This type of information is used to determine things like:

The kind of credit card offers you get.

-Whether your credit limits are raised or suddenly lowered.

-Whether your over-limit credit or debit transactions are approved.

-Whether your card issuer calls you about a suspicious transaction, blocks it or shuts down your account.

-How cooperative your issuer is about waiving fees or lowering your interest rate.

-How quickly your issuer calls you if your payment is late.

-Whether a collection agency contacts you about an old debt and how hard it pushes.

Several other lesser-known things are taken into consideration:

-Credit-risk scores are the most well known and show companies how big of a “risk” your account will be. A score above 700 is considered to be low risk.

-Response scores “predict the likelihood a consumer will respond to an offer of credit, such as a new card or a balance transfer offer.”

-Application scores deals with data submitted to the company that’s not related to your credit score. The data includes things like how long you’ve lived at your current address, worked for the same employer and how much you earn.

-Bankruptcy score:

Credit scores typically predict the chance you’ll miss a payment in the next two years. Bankruptcy scores predict the likelihood you’ll throw in the towel on your debt entirely and file for Chapter 7 liquidation or a Chapter 13 repayment plan, said David Rubinger, spokesman for credit bureau Equifax, which produces the leading Bankruptcy Navigator Index or BNI. BNIs range from 1 to 300, with the higher the score, the lower the predicted risk. Most lenders use both credit scores and bankruptcy scores, Ulzheimer said, to help assess the risk that you won’t pay.

-Revenue scores try to predict how much profit your account will generate.

-Attrition-risk scores address the probability of a user no longer using a particular card. This score is often tied in with other scores. For example, if you are low-risk and your account generates large amounts of profit, the credit card company will likely lower your interest rates or raise your credit limit to keep your account.

-Behavior scores

provide a snapshot of how a consumer is handling all of his or her credit accounts. Behavior scores, by contrast, typically focus on a single account (the one you have with that particular creditor) but take in a broad view. Does the user pay off her bills every month, carry a balance occasionally or frequently pay only the minimums on her cards? That information typically isn’t available on a credit report, but is contained in the issuer’s databases, along with other data that helps the score describe how she handles her account.

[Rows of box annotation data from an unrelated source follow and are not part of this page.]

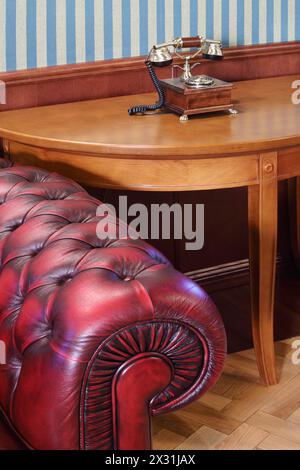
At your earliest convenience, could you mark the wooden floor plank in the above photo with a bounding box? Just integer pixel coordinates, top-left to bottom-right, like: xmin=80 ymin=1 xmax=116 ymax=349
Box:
xmin=214 ymin=423 xmax=269 ymax=450
xmin=153 ymin=339 xmax=300 ymax=450
xmin=247 ymin=411 xmax=300 ymax=444
xmin=176 ymin=426 xmax=226 ymax=450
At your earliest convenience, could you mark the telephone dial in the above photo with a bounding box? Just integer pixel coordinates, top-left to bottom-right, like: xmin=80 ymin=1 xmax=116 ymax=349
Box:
xmin=128 ymin=36 xmax=237 ymax=121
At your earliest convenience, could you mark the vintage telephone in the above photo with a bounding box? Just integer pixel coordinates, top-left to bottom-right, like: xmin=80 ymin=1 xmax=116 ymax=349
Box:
xmin=128 ymin=36 xmax=237 ymax=121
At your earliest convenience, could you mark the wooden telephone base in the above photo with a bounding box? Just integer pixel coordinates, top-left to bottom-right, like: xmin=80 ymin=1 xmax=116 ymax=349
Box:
xmin=160 ymin=78 xmax=237 ymax=121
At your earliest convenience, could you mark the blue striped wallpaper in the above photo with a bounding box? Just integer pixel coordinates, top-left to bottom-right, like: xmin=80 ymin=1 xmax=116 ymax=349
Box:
xmin=0 ymin=0 xmax=300 ymax=71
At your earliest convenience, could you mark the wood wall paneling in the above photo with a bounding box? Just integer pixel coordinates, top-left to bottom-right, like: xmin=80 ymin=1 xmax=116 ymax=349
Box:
xmin=0 ymin=41 xmax=300 ymax=351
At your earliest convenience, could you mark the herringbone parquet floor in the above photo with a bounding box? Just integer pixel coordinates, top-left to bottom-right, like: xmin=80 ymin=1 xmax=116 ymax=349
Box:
xmin=154 ymin=338 xmax=300 ymax=450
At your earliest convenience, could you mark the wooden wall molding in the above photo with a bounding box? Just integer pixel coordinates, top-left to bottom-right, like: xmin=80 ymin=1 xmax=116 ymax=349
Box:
xmin=0 ymin=41 xmax=300 ymax=111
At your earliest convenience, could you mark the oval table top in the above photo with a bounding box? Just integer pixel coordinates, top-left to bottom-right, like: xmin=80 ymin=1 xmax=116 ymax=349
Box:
xmin=0 ymin=76 xmax=300 ymax=159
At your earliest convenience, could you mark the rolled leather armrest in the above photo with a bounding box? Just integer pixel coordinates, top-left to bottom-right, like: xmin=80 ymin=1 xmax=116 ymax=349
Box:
xmin=0 ymin=162 xmax=226 ymax=450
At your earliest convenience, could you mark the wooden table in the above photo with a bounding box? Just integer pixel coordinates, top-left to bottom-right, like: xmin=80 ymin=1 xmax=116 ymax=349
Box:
xmin=0 ymin=76 xmax=300 ymax=385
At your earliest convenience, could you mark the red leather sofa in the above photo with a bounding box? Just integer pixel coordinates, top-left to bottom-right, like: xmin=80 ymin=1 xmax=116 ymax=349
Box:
xmin=0 ymin=160 xmax=226 ymax=450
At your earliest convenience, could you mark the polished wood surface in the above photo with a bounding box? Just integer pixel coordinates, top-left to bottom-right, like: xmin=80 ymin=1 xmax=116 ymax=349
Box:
xmin=248 ymin=152 xmax=278 ymax=385
xmin=0 ymin=76 xmax=300 ymax=161
xmin=0 ymin=76 xmax=300 ymax=385
xmin=0 ymin=41 xmax=300 ymax=111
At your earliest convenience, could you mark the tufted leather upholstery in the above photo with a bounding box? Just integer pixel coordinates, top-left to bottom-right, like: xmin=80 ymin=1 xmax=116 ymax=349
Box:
xmin=0 ymin=162 xmax=226 ymax=449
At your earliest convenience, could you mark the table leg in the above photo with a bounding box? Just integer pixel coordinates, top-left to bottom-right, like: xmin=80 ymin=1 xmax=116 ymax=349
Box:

A behavior score might be used in conjunction with other scores, such as credit or bankruptcy scores, to decide whether an overdue payment is an aberration (maybe he’s traveling?) or a sign of impending financial crisis (maybe we should call the consumer today and find out what’s going on).

-Transaction scores are used every time you use your card to decide if the transaction will be approved. It is also used to determine if fraudulent transactions.

-Collection scores are used to assess whether or not you’ll be able to pay. Collection companies watch for signs of change in your financial situation, such as other accounts being paid off.